Dans un monde réinventé, Nex et O'Shae évolueront sur des terres fertiles et parmi des vies enrichies par leurs contributions. Douglas ne mourra pas à 32 ans, trop tôt pour les inhibiteurs de protéase dont l'invention signifie que cette maladie est survivable. Non, il vivra, devenant le Douglas qui a écrit son livre sur Luis Buñuel, qui a réalisé des films.

Nex, O'Shae, Douglas, les debout à côté d'eux : nous n'aurons pas besoin de sauvegarde, ce sera une nouvelle composition.

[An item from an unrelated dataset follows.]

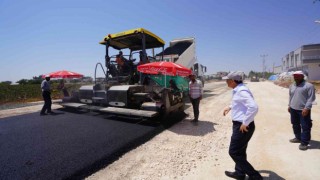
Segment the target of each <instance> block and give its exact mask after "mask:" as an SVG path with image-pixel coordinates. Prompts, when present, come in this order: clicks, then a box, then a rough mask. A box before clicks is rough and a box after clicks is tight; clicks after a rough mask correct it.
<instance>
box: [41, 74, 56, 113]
mask: <svg viewBox="0 0 320 180" xmlns="http://www.w3.org/2000/svg"><path fill="white" fill-rule="evenodd" d="M49 81H50V76H49V75H46V76H45V80H43V81H42V83H41V90H42V97H43V100H44V105H43V107H42V109H41V112H40V116H43V115H47V114H46V111H47V113H49V114H52V113H53V112H52V111H51V104H52V102H51V90H50V83H49Z"/></svg>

Bruce Bromley est l'auteur de Créer des figures : réimaginer le corps, le son et l'image dans un monde qui n'est pas pour nous (Dalkey Archive Press, 2014); La vie dans le ciel descend : essais, histoires, essai/histoires (Backlash Press, 2017), nominé pour le prix Victoria & Albert du meilleur livre illustré 2018 ; et Invité : Essais, Essai/Récits (Understory Books, 2022). Il a interprété sa musique et sa poésie à travers les États-Unis et l'Europe et enseigne actuellement l'écriture à l'Université de New York, où il a remporté le Golden Dozen Award pour l'excellence de son enseignement.